Brown, who was born in the Scottish lowlands town of Giffnock, said that as a result “there has been a distinct movement” back to the No campaign, which he is spearheading. Independence “doesn’t make sense,” he added.
Scotland boasts just 8% of the U.K. population but 30% of its landmass. Scottish residents already receive more money per capita in terms of welfare spending than other Brits, but many in the Yes camp believe Scots would fare even better with independence, largely due to North Sea oil.
However, according to a recent report by Edinburgh-based oil and gas consultancy firm Wood Mackenzie, “post 2018, decline is forecast to set in once more with production dipping below 1 million barrels of oil equivalent per day by 2023, less than a quarter of the 1999 peak.”
Meanwhile, disagreement has emerged over whether an independent Scotland could keep using the British pound sterling currency. All the three major Westminster-based political parties claim that they would veto any such continuation, but the Yes campaign insists the issue remains outside of Westminister control, pointing to Panamanian use of the U.S. dollar.

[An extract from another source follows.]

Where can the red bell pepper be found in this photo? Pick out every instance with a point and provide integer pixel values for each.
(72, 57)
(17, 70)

Some suggest that an independent Scotland may have to wait five years before E.U. membership would be considered. This has raised the concerns of the nation’s whisky distillers, which currently account for a quarter of the U.K.’s total food and drink exports and some 35,000 jobs. “Even a temporary interruption of E.U. membership … would be damaging and difficult to manage,” David Frost, the chief executive of the Scotch Whisky Association, wrote in his annual review.
Defense is also a quandary. Scotland currently hosts the British fleet of Trident nuclear submarines, which Salmond says would have to relocate in the event of independence. In addition, thousands of Scottish soldiers current serve in the British armed forces.